Yana is a Russian who has been our student at level A1. She belongs to a very ancient group of Greeks who lived in the Crimean Peninsula since perhaps 3000 years. She describes briefly the Odysseia of her family at the request of our director K. Karkanias.
I consider myself to be very lucky to inherit the genes of two such great cultures as the Russian and the Greek. The Greeks in my family are all on my mom’s side. Her family is from Ukraine – then one of the Soviet republics, from Mariupol region. As far as I was able to trace the history back, my ancestors were Greeks from Crimea, and were moved to Mariupol by Catherine the Great in 1780s after the Russian-Turkish war. The rural settlement in Mariupol region where my ancestors lived was set up by Greeks and called Vizantia (wich during the Soviet time was renamed to Kluchevoe, and still exists under this name).

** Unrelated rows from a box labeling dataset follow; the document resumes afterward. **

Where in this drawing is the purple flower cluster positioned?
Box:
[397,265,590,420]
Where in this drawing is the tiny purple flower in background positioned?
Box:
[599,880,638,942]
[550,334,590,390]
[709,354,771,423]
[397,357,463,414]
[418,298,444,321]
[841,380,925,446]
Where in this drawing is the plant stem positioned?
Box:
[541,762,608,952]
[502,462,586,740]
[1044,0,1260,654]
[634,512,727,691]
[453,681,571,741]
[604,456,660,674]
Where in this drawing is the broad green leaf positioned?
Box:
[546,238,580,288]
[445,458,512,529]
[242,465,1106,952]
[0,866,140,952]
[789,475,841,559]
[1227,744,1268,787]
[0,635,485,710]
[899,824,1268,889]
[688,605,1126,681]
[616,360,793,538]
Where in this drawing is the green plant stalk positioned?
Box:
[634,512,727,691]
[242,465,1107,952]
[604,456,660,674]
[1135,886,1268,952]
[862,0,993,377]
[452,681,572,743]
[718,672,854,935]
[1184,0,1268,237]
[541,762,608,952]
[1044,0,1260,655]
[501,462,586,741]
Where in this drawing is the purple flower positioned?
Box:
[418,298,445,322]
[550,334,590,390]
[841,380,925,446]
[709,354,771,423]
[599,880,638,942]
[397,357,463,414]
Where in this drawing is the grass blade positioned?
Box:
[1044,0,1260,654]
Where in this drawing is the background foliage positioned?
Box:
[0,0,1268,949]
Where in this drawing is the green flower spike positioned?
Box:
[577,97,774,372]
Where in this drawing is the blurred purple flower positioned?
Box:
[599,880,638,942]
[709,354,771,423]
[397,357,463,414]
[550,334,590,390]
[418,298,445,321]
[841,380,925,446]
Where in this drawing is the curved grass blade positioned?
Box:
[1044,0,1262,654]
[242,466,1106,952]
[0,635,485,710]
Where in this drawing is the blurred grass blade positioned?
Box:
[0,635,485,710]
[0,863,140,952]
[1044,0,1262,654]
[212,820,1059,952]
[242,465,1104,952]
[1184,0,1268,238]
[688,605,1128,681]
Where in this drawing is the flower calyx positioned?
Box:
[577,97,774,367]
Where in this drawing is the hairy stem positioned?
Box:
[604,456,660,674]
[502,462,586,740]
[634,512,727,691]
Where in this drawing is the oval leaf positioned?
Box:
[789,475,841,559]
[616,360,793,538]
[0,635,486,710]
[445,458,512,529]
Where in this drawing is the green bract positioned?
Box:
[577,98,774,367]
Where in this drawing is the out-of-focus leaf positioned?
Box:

My grandma tells me that her great-great-grandfather, Theodore, had 8 children. Together with his kids he managed to create a very steady farm, which was doing rather well financially. So the family was able to build a big beautiful house and hire people to help them on the farm. However, after the revolution in 1917, the Bolsheviks expropriated the land and all the property for the “needs of the soviet government”. So my family was deprived of their house and farm. The land of the farm was turned into a kolkhoz – collective farm, the house was turned into a culture club for kolkoz people… As a compensation for what was taken from them, my family was allocated by the bolshevik government a much smaller place to live in. The beginning of Soviet times was generally full of injustice and pretty tough for the whole country, but even more so for non-Russians. For example, they were afraid to teach kids Greek language – all the foreigners were always under suspicion and could be easily proclaimed enemies of Soviet Regime just for speaking the ‘wrong’ language. That’s why neither my grandma nor my mom, aunts and uncles speak Greek. However the times change, and now looking back at my family’s story, I feel I am so lucky to have a choice where to live and which language to speak.
My grandma continued to live with her family in Vizantia (Kluchevoe) until she met her future husband from a nearby village, who was also from a Greek family. Unfortunately I know almost nothing about my grandpa’s family as my grandparents divorced soon after my mom was born. When my mom turned 10, my grandma moved to the very north of Russia, to a city of miners, called Vorkuta, which is just 200km from the Arctic Ocean. That’s where my parents met, et voila! – I was born. When I turned 18, my parents and I moved to Moscow. Even though I am Greek only by half, the call of blood is not something one can ignore. I was always interested in Greece and Greeks, their language, traditions and habits. Now I am a member of the Moscow Society of Greeks – which is a pretty large organization which unites the muscovites of Greek origin and philhellenes of Moscow.